Primo piano per la più grande
della famiglia: la bavosa ruggine.

Ancora un bell’esemplare di bavosa ruggine, con in evidenza la livrea che
dai fianchi si estende fino alla lunga pinna dorsale.

Una bavosa cervina raccolta nella classica posizione a ferro di cavallo.

Il possente capo della bavosa
occhiuta:la temibile bocca, le grandi gote, gli occhi con i tentacoli a mò di corna e, sullo sfondo, la grande pinna dorsale
con il finto occhio nero, da cui il nome di questa specie particolarissima.

L’aggressività della bavosa
occhiuta è molto spiccata: l’intruso viene scacciato a morsi violenti
nuotando a mezz’acqua e sferrando attacchi a gran velocità.

Le lunga corna di questa
bavosa, non a caso detta cornuta, sporgono da una curiosa dimora,
costituita in questo caso dal relitto di un tubicino rigido.

Una bavosella bianca sorpresa nella sua tana...

La bavosa cervina inarca il dorso e solleva il capo verso l’alto, puntando
le pinne ventrali sul fondo in un’altra caratteristica posizione dei blennidi.

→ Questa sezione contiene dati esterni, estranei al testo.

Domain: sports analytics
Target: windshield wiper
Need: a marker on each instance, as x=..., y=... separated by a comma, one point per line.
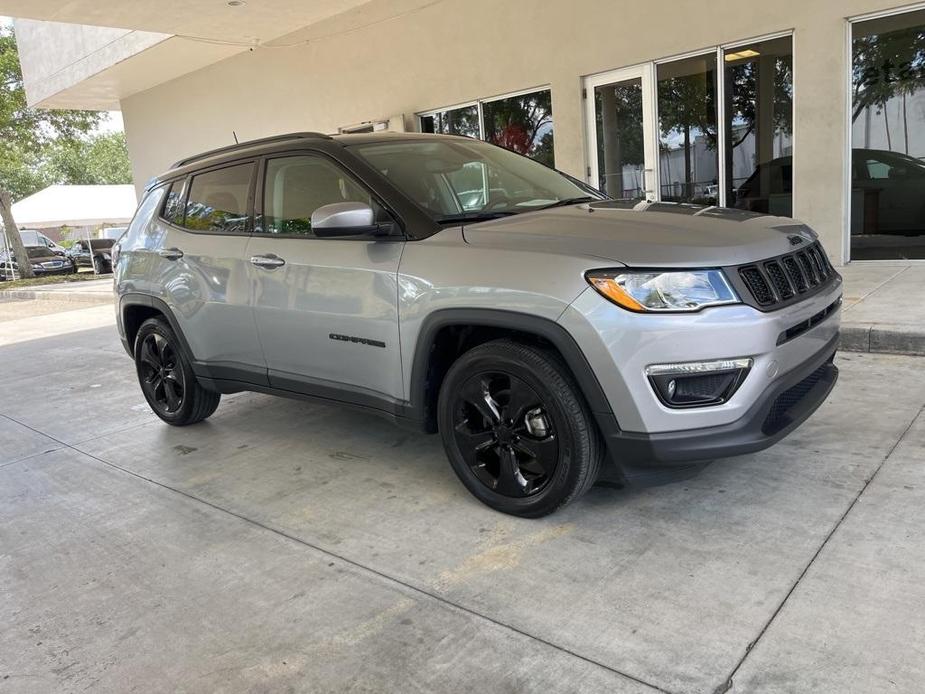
x=472, y=217
x=569, y=201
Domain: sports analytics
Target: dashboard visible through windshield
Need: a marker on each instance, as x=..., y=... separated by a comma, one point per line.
x=460, y=180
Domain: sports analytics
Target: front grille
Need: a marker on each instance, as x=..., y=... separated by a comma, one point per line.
x=779, y=280
x=758, y=285
x=776, y=282
x=779, y=416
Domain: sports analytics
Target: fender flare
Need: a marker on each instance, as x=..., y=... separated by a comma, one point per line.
x=548, y=329
x=137, y=299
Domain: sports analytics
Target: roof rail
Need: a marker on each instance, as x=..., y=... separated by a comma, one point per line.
x=251, y=143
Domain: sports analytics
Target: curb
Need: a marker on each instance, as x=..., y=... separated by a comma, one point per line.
x=883, y=339
x=86, y=297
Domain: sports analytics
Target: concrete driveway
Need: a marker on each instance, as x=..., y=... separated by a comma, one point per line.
x=287, y=546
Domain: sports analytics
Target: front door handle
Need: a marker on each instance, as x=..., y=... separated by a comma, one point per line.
x=170, y=253
x=268, y=261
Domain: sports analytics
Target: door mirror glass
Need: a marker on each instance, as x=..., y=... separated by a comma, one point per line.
x=343, y=219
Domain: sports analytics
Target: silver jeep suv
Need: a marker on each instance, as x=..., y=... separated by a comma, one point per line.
x=550, y=335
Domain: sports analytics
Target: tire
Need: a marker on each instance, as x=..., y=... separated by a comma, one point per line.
x=167, y=379
x=517, y=430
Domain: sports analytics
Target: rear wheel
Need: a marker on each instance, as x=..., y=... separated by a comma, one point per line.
x=516, y=429
x=167, y=379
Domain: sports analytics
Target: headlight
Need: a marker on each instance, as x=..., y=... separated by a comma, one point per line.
x=669, y=290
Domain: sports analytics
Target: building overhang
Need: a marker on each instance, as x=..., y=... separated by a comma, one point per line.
x=90, y=54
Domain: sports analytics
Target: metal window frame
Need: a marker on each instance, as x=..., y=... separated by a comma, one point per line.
x=849, y=105
x=648, y=71
x=478, y=103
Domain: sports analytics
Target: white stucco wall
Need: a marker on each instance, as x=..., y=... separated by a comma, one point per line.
x=458, y=50
x=56, y=55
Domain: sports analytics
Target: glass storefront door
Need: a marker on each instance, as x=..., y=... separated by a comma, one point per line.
x=713, y=128
x=621, y=134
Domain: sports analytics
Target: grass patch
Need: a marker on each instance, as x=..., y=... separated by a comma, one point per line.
x=53, y=279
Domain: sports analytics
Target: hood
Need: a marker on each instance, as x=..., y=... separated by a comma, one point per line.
x=645, y=234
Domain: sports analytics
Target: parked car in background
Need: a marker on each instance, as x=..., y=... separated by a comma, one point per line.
x=100, y=259
x=891, y=186
x=44, y=262
x=112, y=233
x=32, y=237
x=544, y=331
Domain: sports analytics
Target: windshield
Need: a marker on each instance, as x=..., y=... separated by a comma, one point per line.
x=459, y=179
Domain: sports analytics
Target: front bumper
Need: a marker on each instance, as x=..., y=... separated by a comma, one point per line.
x=793, y=372
x=780, y=410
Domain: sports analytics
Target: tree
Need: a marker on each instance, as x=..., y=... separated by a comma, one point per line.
x=523, y=124
x=17, y=250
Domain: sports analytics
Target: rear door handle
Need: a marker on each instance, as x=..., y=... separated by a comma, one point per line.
x=170, y=253
x=268, y=261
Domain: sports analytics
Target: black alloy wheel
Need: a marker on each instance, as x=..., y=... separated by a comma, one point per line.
x=505, y=434
x=516, y=428
x=161, y=378
x=167, y=379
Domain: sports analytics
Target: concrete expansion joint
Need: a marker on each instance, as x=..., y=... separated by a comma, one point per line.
x=728, y=684
x=375, y=573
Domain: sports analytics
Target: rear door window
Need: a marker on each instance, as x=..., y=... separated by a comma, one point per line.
x=218, y=200
x=173, y=207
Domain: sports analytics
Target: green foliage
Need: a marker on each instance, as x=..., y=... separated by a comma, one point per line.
x=886, y=65
x=40, y=147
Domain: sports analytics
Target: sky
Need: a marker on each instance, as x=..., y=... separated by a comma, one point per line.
x=111, y=124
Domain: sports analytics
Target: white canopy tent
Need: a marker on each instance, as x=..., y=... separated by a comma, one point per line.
x=76, y=206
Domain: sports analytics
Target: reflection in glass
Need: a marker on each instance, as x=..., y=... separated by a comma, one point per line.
x=888, y=138
x=688, y=161
x=523, y=124
x=759, y=126
x=217, y=200
x=457, y=121
x=620, y=149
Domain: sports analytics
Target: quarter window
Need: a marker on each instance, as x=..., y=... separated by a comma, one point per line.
x=217, y=200
x=297, y=186
x=522, y=123
x=173, y=207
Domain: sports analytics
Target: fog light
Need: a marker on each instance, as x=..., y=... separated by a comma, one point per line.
x=698, y=384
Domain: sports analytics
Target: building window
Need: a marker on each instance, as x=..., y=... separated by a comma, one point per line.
x=710, y=129
x=455, y=121
x=888, y=138
x=217, y=200
x=520, y=122
x=759, y=126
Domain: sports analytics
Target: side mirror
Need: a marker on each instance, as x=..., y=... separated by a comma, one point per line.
x=344, y=219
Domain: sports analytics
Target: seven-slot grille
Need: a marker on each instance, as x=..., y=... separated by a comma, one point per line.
x=778, y=280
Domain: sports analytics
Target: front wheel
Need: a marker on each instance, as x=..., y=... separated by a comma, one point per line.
x=167, y=379
x=516, y=429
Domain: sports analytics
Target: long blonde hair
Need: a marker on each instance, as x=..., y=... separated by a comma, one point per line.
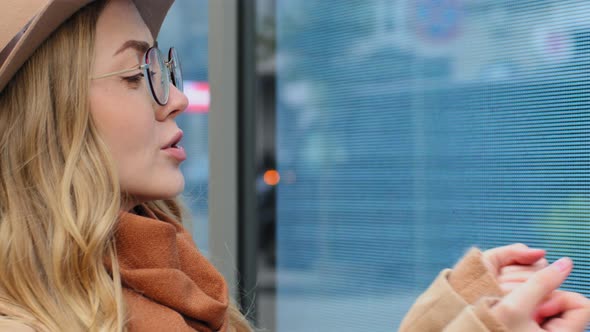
x=55, y=231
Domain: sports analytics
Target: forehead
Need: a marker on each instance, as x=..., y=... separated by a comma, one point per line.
x=119, y=22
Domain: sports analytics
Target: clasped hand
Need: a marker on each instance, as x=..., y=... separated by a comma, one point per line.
x=532, y=301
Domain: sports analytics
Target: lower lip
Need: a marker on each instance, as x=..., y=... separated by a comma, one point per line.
x=177, y=153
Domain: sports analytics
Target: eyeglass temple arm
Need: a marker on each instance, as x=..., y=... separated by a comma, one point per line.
x=120, y=72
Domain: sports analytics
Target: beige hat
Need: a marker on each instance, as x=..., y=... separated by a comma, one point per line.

Una bavosa gote gialle nuota
su un substrato colonizzato da briozoi a pochi
metri di profondità.


Una coppia di bavose occhiute
e il loro nido d’amore. Il maschio protegge la femmina facendo da scudo
con il suo corpo. Le uova sono deposte all’interno della bottiglia…

La candida livrea di una
bavosa bianca, con la caratteristica striscia nera lungo il fianco.